Approximation of solution for Mckean-Vlasov SDEs under G-Brownian motion
Keywords:
McKean-Vlasov stochastic differential equation, G-Brownian motion, G-expectation, Picard successive approximations, StabilityAbstract
This paper investigates the McKean-Vlasov stochastic differential equation (MVSDEs), called also mean-field stochastic differential equations stochastic differential equations (MFSDEs), driven by G-Brownian motion.

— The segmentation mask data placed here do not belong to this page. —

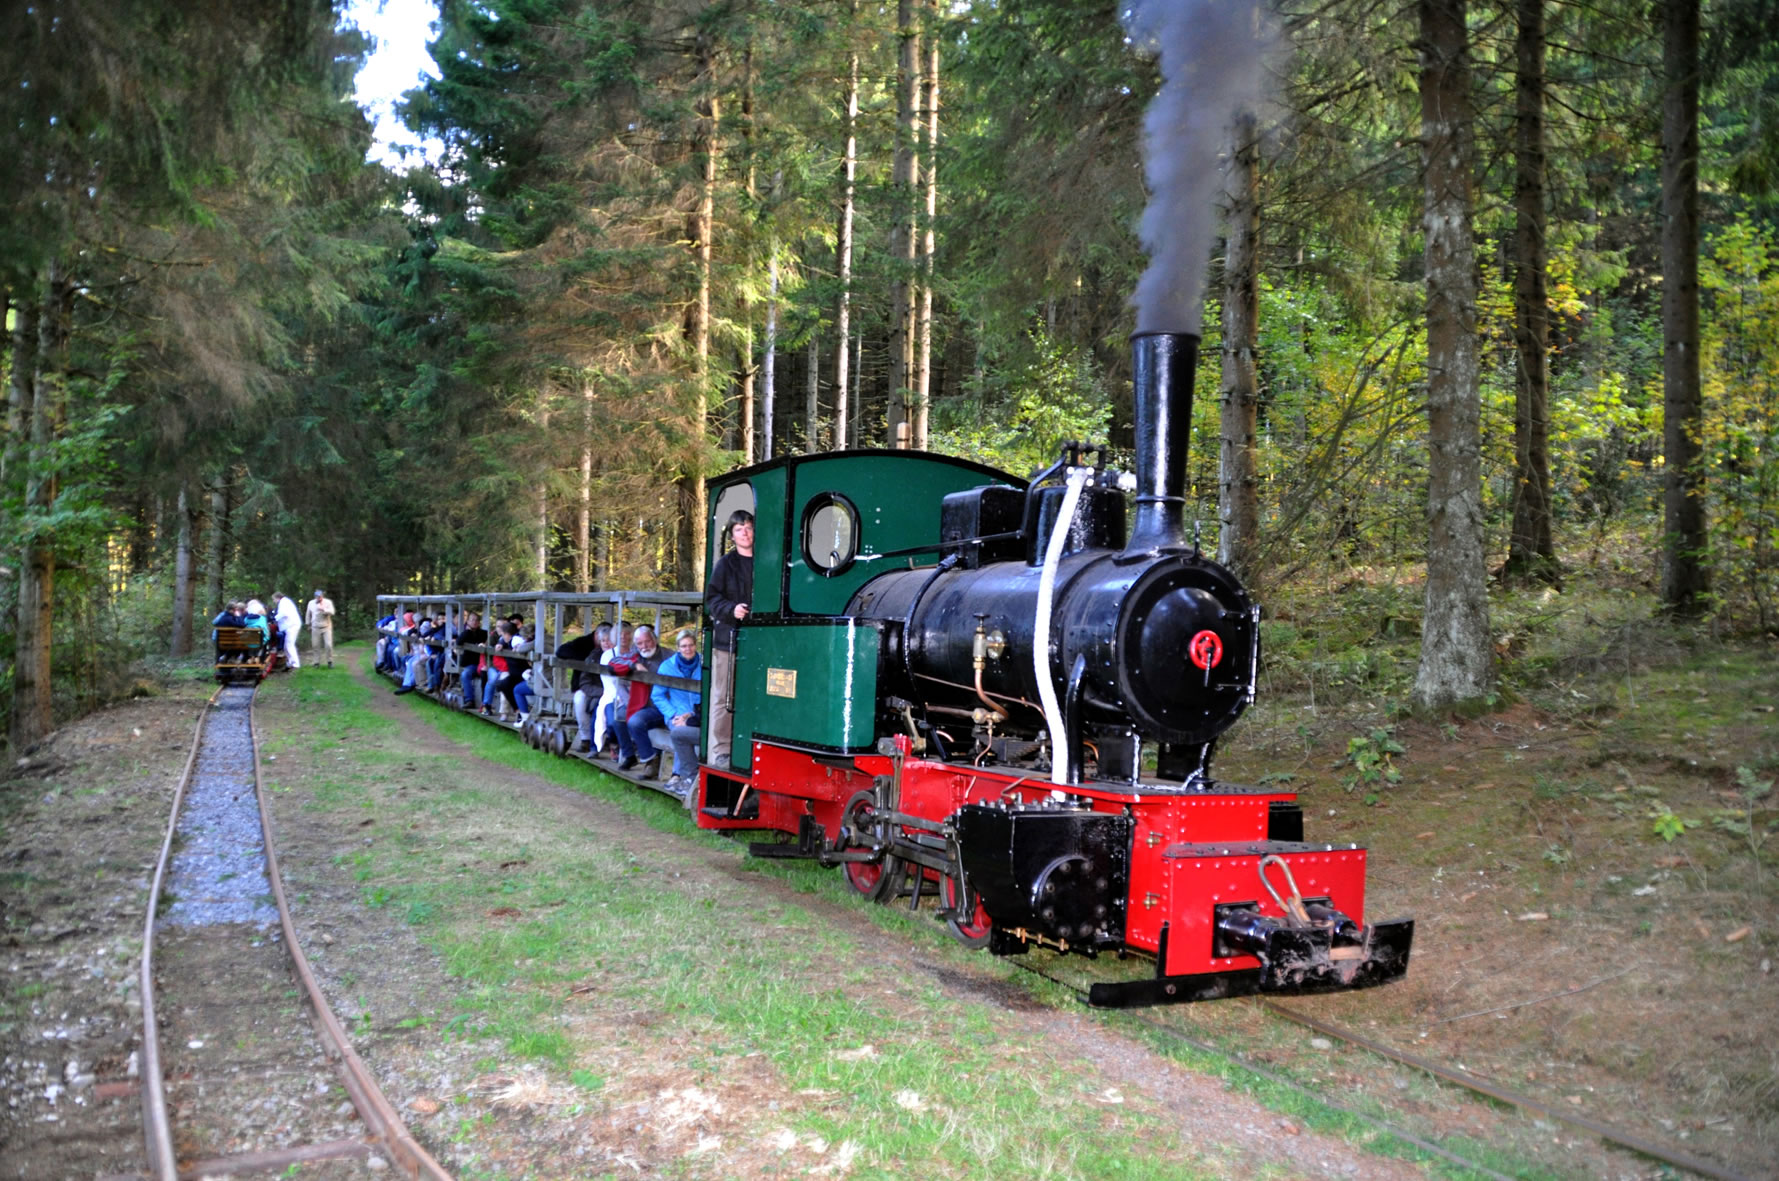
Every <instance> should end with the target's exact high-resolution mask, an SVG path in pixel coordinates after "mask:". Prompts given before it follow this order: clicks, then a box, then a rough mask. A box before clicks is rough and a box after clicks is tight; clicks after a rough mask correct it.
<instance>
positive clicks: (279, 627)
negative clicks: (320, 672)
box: [272, 591, 302, 669]
mask: <svg viewBox="0 0 1779 1181" xmlns="http://www.w3.org/2000/svg"><path fill="white" fill-rule="evenodd" d="M272 615H274V617H276V619H278V630H279V631H283V633H285V663H286V665H290V667H292V669H301V667H302V658H301V656H297V633H299V631H302V612H299V610H297V603H295V601H294V599H292V598H290V596H288V594H283V592H281V591H274V592H272Z"/></svg>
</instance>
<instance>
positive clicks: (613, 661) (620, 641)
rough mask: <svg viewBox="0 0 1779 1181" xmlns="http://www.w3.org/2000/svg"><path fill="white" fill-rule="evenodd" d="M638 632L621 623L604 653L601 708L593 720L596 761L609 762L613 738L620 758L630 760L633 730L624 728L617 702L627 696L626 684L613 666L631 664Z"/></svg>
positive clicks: (600, 702) (602, 655)
mask: <svg viewBox="0 0 1779 1181" xmlns="http://www.w3.org/2000/svg"><path fill="white" fill-rule="evenodd" d="M635 642H637V637H635V630H633V628H632V624H630V621H626V619H619V621H617V628H616V630H614V631H612V646H610V647H608V649H607V651H603V653H600V690H601V692H600V704H598V706H594V720H592V754H594V756H596V758H605V740H607V738H610V740H612V742H614V743H616V747H617V758H619V759H623V758H628V756H630V729H628V727H626V726H624V719H621V717H617V701H619V699H621V697H623V695H624V692H626V683H624V681H623V679H621V678H619V676H617V674H616V672H612V671H610V669H612V663H614V662H617V660H630V658H632V656H633V655H635V651H637V647H635Z"/></svg>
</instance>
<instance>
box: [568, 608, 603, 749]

Note that the coefficients depend not only on the state variable, but also in its marginal distribution, and the solutions of such equation are known in the literature as nonlinear diffusions. Under the assumption of Lipschitz continuous coefficients, we establish the existence and uniqueness of solutions using the method of successive approximations, also known as Picard iteration scheme. The approach leverages the contractive properties of the iteration scheme to rigorously demonstrate convergence to a unique solution. Furthermore, we analyze the stability of the solution with respect to initial condition and coefficients. By introducing small perturbations, we derive quantitative bounds that highlight the continuous dependence of the solution on these parameters. Our results contribute to the theoretical understanding of McKean-Vlasov SDEs in the context of G-expectation theory. These equations are important due to their significant role in a wide range of fields.